One of the more demanding requirements on the ITER bolometers is that they must provide data readings within 1 millisecond. This drives the design towards thin membranes, which have lower heat transfer time. Another distinction is that ITER bolometers have to be robust enough to operate in a vacuum with high neutron fluxes and ambient temperatures exceeding 200 °C. They have to withstand a number of loads, including seismic loads and water and steam ingress due to water leaks, electromagnetic loads and associated forces during disruptions, and pressure pulses from massive gas injections to mitigate disruptions. These robustness requirements generally drive the design towards thicker membranes.

To get a complete picture of the radiation profile, the arrangement of bolometers is optimized for tomographic reconstruction using around 500 lines of sight crisscrossing the plasma in a very well-thought-out pattern to obtain the best possible tomographic image of the radiation.

Bolometer sensor prototypes for ITER after 10 thermal cycles at 400 °C, view onto absorber side on the left and onto meander side on the right. © Stefan Schmitt, Fraunhofer-IMM (Click to view larger version...)
Bolometer sensor prototypes for ITER after 10 thermal cycles at 400 °C, view onto absorber side on the left and onto meander side on the right. © Stefan Schmitt, Fraunhofer-IMM
Compared to other tomography applications (such as medical X-ray tomography), 500 lines of sight is a small number, and can produce only a relatively coarse tomographic image without any prior knowledge of the patterns to detect. By contrast, tomography performed on the human brain uses millions as it moves a camera with thousands of lines of sight incrementally around the cranium, producing a very sharp picture without any prior knowledge of the patterns to reconstruct.

"What we do is called sparse data tomography," says Reichle. "This is sufficient for us, because we only want to know about four or five features—and we know what the degrees of freedom are. Since the plasma flows along magnetic flux lines, we know that there will be relatively little change of radiation intensity in the direction of flux lines, but significantly more variation may occur perpendicular to these flux lines. Similarly, in the divertor region, the local variations can be significantly higher than in the bulk of the plasma and we have to detect the details there, which is the reason the highest concentration of lines of sight is in the divertor. It's a bit of an art to do tomography with so few lines of sight."

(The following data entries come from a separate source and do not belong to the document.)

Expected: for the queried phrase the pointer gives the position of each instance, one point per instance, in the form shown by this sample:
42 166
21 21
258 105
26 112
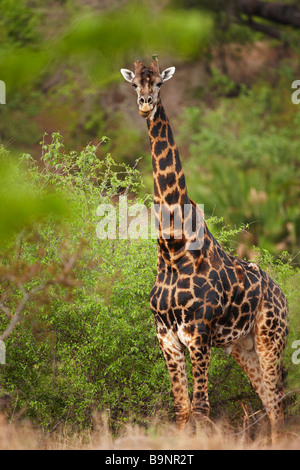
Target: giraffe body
204 297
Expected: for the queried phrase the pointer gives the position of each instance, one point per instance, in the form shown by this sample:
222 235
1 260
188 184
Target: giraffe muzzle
145 106
145 110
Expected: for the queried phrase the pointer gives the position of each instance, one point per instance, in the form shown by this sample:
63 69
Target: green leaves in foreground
21 204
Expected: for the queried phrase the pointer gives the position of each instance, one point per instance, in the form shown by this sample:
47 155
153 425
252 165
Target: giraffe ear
127 74
167 74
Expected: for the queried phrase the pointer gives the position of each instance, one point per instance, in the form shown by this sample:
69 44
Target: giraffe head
147 82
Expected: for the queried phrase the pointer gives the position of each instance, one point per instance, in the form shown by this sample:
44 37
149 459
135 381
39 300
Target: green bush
86 341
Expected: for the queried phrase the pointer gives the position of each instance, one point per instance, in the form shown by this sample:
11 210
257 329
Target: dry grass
158 437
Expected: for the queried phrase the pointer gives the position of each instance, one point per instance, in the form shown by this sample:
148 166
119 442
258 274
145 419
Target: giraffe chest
219 300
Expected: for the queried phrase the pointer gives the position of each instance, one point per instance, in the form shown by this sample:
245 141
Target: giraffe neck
171 201
168 177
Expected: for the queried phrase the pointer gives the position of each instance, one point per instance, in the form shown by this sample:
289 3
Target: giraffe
204 297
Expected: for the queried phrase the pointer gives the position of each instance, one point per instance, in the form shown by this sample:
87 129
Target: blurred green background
229 102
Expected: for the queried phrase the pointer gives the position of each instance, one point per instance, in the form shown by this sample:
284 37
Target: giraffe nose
145 100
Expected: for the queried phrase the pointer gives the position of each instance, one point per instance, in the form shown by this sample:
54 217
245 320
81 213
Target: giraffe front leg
200 351
174 354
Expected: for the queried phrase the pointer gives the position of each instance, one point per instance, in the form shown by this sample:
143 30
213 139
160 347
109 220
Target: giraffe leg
249 362
174 354
200 352
270 341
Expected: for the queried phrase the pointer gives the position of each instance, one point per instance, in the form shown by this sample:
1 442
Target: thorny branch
62 278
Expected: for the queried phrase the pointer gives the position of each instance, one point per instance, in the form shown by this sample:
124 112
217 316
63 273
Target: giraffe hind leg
271 331
249 361
174 353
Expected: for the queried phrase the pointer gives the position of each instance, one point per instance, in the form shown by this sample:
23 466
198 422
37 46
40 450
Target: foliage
87 343
246 155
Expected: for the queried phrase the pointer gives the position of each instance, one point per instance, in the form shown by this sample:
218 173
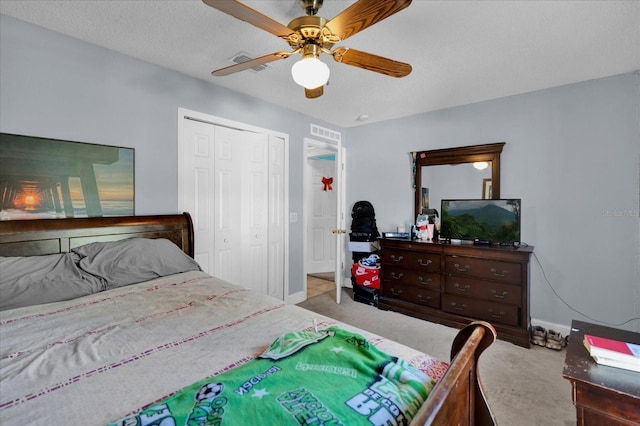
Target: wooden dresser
453 284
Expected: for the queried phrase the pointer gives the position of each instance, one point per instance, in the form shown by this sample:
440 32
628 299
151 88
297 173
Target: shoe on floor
538 335
555 340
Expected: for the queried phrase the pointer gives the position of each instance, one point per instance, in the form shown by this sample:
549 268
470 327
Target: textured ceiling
461 51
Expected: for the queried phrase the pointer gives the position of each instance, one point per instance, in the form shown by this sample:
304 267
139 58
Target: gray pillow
133 260
33 280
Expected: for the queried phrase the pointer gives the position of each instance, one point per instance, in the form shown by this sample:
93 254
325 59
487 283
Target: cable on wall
574 309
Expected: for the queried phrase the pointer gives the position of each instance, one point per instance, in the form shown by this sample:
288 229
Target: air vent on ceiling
243 57
323 132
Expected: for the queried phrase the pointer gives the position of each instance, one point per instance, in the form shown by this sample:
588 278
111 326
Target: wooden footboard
458 398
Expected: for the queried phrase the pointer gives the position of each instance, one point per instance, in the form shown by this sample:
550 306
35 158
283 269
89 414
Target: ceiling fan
312 35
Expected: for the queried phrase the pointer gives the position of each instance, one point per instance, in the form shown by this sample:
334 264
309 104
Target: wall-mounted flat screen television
486 221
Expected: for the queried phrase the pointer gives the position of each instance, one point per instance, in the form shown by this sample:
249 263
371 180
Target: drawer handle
463 269
494 315
495 272
423 282
500 296
461 288
455 306
427 263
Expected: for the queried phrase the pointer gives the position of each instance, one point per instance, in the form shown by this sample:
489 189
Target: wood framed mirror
487 185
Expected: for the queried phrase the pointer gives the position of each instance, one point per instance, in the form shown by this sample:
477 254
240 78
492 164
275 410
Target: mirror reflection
455 173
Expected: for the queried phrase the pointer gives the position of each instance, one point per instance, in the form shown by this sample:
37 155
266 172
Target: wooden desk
602 395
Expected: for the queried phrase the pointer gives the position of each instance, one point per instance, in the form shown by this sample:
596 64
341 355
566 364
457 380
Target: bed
98 348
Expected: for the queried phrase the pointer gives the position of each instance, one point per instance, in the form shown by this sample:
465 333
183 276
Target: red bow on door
327 183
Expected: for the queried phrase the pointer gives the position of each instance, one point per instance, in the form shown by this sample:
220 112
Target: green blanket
332 377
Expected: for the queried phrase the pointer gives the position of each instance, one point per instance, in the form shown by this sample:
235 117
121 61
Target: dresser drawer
488 311
412 294
423 279
487 290
412 259
494 270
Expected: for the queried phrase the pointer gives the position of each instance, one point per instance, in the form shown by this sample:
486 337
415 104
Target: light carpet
523 386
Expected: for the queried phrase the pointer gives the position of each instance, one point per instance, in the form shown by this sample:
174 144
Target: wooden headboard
50 236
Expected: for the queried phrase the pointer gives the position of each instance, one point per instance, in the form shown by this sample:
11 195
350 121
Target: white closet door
196 185
253 167
240 204
234 185
277 215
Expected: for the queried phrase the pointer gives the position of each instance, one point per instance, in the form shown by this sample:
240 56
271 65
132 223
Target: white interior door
321 253
321 236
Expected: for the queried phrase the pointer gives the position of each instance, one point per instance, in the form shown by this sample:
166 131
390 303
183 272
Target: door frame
224 122
314 148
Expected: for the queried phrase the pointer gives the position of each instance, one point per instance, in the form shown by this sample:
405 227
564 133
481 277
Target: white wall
572 155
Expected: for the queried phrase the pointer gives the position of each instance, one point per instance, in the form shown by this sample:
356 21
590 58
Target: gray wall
58 87
572 155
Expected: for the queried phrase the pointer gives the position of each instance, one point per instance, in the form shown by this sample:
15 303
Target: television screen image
488 221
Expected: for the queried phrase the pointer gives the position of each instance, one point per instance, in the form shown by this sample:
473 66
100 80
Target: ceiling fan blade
371 62
251 63
314 93
362 15
252 16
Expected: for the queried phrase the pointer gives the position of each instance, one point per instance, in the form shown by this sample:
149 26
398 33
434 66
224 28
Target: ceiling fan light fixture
310 72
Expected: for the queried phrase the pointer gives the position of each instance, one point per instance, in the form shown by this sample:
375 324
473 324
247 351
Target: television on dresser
491 222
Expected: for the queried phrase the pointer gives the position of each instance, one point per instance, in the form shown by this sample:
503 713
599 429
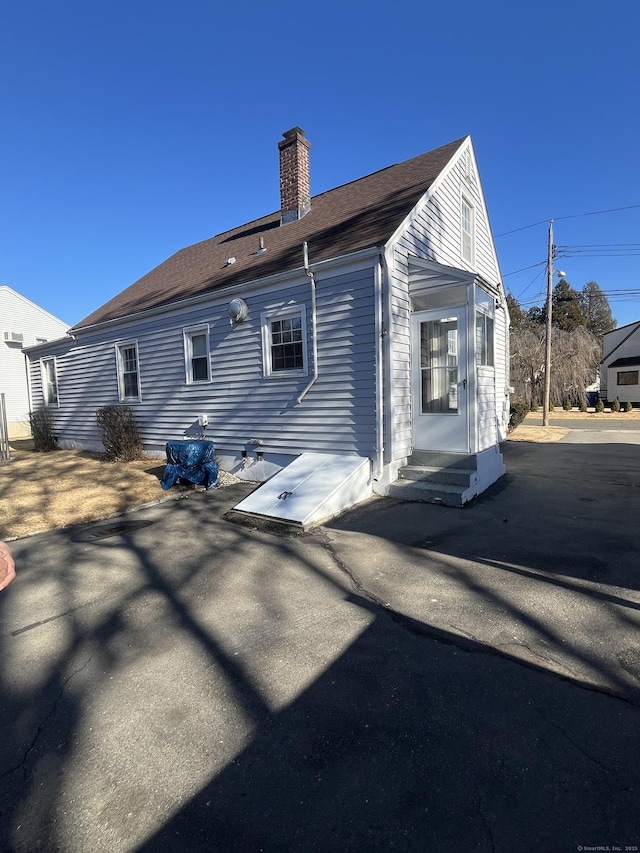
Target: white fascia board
34 305
469 144
345 263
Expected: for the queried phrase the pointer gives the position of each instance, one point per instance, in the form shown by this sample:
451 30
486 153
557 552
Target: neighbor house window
49 381
285 343
467 231
196 354
627 377
128 374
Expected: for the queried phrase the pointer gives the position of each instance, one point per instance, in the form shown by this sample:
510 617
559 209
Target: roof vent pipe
314 378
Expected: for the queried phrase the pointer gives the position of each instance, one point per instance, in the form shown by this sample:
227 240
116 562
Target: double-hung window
484 329
128 372
285 342
467 235
196 355
49 381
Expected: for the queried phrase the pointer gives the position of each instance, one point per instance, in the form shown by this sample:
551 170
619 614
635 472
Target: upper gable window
49 381
467 231
196 354
128 374
284 341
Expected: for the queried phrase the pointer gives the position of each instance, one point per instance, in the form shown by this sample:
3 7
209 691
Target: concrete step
441 459
432 474
440 493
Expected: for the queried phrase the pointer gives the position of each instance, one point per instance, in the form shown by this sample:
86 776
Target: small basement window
627 377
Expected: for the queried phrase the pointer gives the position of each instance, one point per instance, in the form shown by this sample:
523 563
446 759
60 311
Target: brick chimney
295 197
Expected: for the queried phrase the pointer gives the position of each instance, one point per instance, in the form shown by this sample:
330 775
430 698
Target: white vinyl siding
434 233
23 317
336 416
467 231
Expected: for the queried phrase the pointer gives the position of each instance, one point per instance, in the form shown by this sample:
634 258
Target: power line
572 216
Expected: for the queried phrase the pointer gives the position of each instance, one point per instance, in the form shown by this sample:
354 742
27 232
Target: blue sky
131 130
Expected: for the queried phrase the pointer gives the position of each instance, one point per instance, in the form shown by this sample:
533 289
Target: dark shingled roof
352 217
625 362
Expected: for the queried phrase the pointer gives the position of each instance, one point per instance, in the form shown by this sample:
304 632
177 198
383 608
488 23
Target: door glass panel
439 366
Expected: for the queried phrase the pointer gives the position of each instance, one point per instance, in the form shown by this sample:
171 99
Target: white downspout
380 333
314 378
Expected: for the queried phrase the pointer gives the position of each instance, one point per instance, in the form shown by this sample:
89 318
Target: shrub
517 414
42 429
119 433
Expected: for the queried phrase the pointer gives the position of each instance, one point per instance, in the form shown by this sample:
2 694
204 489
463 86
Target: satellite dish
238 310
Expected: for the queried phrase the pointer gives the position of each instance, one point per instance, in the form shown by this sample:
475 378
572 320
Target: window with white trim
49 381
128 372
467 235
627 377
285 342
196 355
485 312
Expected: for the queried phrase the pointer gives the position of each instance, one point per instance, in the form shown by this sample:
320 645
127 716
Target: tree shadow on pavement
193 685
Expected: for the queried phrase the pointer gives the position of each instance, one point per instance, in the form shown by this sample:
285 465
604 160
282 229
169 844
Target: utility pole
547 354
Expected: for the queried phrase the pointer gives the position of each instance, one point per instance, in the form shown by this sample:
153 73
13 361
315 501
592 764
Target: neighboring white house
368 321
620 366
22 324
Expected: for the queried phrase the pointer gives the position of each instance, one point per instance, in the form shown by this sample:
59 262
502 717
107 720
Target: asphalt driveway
407 677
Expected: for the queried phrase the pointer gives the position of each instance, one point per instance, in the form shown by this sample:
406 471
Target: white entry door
439 380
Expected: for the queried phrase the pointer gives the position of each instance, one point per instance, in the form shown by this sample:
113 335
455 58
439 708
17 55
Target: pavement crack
41 726
454 638
572 741
483 818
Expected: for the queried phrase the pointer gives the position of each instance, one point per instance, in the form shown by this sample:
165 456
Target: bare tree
575 357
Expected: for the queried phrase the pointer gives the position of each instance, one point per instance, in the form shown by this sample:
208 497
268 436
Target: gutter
380 333
308 272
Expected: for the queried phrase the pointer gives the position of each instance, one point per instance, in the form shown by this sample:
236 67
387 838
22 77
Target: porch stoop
450 479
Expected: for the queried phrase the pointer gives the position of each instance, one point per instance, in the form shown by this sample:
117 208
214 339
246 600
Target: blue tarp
190 460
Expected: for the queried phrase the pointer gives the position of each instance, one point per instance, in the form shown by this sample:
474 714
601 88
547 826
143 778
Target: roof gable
349 218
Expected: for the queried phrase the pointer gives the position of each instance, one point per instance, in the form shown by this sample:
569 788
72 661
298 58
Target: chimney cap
295 131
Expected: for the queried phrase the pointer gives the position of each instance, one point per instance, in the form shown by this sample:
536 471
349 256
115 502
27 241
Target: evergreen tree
566 307
596 310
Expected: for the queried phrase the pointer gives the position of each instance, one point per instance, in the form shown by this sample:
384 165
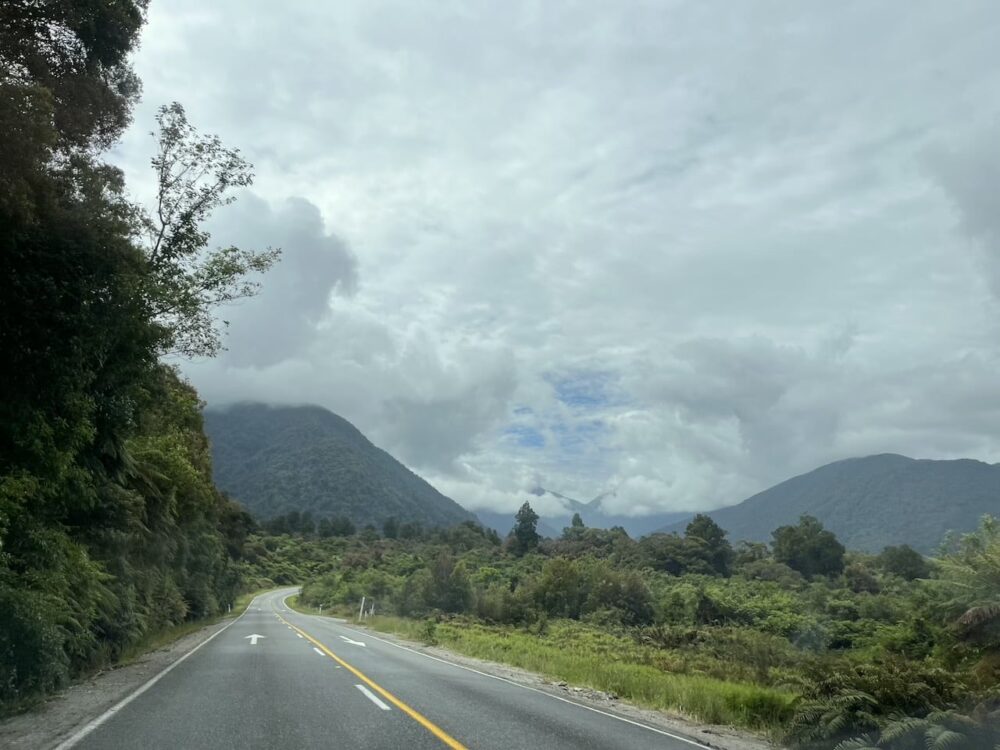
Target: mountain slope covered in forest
873 501
277 459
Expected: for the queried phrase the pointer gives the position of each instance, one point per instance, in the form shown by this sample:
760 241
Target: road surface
275 678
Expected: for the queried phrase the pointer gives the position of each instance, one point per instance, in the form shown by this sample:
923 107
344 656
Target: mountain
592 513
276 459
502 523
873 501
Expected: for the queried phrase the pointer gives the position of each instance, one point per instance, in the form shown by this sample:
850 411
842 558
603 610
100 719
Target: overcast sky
684 250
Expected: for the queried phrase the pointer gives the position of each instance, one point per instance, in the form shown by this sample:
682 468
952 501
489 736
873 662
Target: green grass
585 657
167 636
346 613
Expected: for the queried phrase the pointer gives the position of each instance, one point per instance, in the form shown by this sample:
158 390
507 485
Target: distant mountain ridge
873 501
591 512
276 459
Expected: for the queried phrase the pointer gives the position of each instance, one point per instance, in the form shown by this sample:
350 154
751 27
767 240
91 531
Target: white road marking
679 737
372 697
92 725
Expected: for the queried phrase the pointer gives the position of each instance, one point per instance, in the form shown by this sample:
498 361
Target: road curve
312 682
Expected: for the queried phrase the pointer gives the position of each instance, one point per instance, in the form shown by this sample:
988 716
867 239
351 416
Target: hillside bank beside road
58 717
51 721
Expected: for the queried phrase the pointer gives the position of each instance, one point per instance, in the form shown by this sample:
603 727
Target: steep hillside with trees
280 459
110 527
873 502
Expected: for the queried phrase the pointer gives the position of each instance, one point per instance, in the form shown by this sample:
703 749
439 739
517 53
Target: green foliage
524 536
275 460
903 561
110 526
184 283
710 539
809 548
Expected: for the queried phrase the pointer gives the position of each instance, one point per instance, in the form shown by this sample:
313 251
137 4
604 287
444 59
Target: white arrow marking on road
371 696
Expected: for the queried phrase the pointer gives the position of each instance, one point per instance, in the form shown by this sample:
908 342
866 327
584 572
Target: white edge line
95 723
372 697
610 715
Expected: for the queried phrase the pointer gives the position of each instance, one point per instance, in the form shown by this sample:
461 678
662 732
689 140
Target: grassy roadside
588 658
163 638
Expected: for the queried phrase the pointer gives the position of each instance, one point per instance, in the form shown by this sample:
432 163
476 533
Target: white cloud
723 211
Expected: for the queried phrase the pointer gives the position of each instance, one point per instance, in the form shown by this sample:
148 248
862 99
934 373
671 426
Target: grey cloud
283 319
725 207
971 178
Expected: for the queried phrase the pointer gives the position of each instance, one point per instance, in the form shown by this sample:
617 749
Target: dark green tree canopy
524 535
808 548
904 561
711 537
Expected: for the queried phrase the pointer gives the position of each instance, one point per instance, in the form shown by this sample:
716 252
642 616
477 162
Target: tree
77 53
195 175
524 535
717 550
675 555
390 528
903 561
808 548
969 581
575 530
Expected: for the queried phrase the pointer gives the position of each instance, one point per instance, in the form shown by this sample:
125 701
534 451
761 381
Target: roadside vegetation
810 644
112 533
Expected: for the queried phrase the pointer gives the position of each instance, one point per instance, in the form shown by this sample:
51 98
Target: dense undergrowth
892 650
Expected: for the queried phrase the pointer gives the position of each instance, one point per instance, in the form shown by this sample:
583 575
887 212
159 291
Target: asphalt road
308 682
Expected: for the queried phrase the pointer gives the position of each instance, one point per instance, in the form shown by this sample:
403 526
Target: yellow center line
426 723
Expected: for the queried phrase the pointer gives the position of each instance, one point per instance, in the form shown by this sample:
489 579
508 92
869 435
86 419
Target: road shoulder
58 717
715 736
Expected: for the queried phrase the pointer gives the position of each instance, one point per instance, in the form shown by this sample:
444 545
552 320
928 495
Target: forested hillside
816 646
110 526
874 501
280 459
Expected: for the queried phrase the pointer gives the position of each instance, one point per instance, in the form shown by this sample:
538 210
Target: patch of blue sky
582 390
526 437
578 438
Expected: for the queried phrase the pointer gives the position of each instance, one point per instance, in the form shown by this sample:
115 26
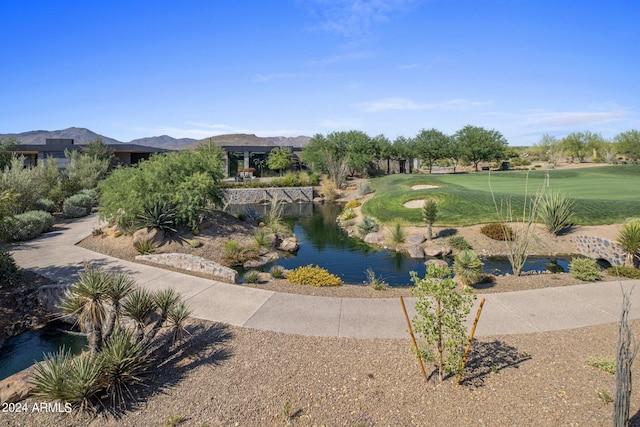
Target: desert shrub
367 225
277 272
397 233
10 274
160 215
459 243
625 271
28 225
497 231
263 237
352 204
374 281
364 188
146 247
556 212
467 267
234 254
312 276
77 206
251 277
348 214
45 205
584 269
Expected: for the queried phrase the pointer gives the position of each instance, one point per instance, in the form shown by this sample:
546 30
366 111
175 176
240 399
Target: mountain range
85 136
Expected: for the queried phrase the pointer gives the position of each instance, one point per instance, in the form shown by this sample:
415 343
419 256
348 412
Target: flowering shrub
312 276
497 231
352 204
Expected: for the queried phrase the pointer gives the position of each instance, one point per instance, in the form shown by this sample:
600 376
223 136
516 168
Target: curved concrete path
56 256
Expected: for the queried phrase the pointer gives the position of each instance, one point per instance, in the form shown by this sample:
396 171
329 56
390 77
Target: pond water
324 243
25 349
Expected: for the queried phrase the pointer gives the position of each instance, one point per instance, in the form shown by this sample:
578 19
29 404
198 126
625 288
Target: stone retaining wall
192 263
599 248
244 196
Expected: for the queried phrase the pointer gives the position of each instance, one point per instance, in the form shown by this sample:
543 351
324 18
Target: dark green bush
77 206
585 269
10 274
28 225
497 231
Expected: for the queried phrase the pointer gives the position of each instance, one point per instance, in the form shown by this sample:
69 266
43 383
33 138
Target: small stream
25 349
324 243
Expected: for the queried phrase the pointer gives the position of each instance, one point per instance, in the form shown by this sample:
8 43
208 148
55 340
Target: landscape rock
148 233
16 387
261 260
414 239
192 263
288 244
436 262
375 238
416 251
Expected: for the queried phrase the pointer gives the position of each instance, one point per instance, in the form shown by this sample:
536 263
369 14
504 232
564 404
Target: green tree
280 158
441 315
429 213
432 145
477 144
7 147
628 143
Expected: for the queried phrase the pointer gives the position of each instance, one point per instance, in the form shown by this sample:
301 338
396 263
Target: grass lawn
603 195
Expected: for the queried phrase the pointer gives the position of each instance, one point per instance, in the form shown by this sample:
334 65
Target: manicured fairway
603 195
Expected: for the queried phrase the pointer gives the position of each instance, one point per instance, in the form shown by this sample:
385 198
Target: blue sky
130 69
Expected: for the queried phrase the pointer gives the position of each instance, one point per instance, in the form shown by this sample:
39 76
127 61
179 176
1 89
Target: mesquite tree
441 315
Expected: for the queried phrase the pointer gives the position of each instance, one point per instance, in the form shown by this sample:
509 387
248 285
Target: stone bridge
243 196
599 248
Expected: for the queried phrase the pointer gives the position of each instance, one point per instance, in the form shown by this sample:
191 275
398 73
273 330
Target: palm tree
629 240
467 267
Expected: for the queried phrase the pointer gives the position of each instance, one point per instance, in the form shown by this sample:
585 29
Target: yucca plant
467 267
123 363
629 240
178 315
556 211
161 215
139 306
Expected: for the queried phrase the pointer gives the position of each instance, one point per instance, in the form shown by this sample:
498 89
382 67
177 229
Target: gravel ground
228 376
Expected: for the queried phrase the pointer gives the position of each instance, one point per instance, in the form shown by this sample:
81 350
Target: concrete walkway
55 256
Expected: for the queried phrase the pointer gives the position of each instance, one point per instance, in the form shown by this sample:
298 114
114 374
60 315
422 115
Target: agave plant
556 211
467 267
629 240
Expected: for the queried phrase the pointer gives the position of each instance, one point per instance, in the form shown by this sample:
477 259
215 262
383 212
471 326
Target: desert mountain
85 136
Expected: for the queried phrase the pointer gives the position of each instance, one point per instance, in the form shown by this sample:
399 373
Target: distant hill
85 136
244 139
164 141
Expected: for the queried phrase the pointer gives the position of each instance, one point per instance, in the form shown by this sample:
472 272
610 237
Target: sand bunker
423 187
414 204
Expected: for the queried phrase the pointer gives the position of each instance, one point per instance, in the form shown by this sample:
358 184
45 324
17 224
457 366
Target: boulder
376 238
416 251
288 244
16 387
414 239
148 233
436 262
261 260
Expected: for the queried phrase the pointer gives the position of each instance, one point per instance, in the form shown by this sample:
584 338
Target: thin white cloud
405 104
575 118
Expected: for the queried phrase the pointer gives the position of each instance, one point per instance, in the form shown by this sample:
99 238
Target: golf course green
602 195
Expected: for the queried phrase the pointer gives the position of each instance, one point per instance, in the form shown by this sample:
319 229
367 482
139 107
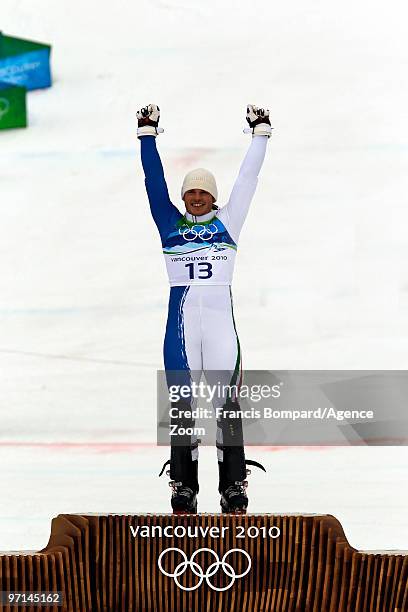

Essential calibration procedures

Sparse data tomography is not the only area that calls for an artistic hand. Keeping the bolometers operating during a 30-minute pulse and then re-calibrating them for the next experiment will also require a delicate touch.

"One challenge is that during operation of the machine, the heat generated during an experiment will cause the environment to heat up," says Hans Meister of the Max Planck Institute for Plasma Physics, project leader of the consortium that designs the ITER bolometer. "So we'll have to determine before every plasma discharge the temperature-dependent calibration parameters to avoid any long-term slow drift. Fortunately, though, the calibration procedure is straightforward. We just send a specific amount of electrical voltage onto the resistors, which heats up the absorber. The resulting exponential decay of the temperature of the absorber, measured by the resistance underneath, makes it possible to determine the calibration constants of the bolometers."

"However the long discharge times in ITER also result in temperature changes of the environment in between calibrations and thus call for additional measures," Meister points out. "Recording not only the voltage but also the current through the bridge circuit enables us to devise the required schemes for calculating the temperature changes and compensations for the change in calibration parameters."

¹ A bolometer (from the ancient Greek ballein, to throw, to send) is a device for measuring the power of incident electromagnetic radiation via the heating of a material with a temperature-dependent electrical resistance.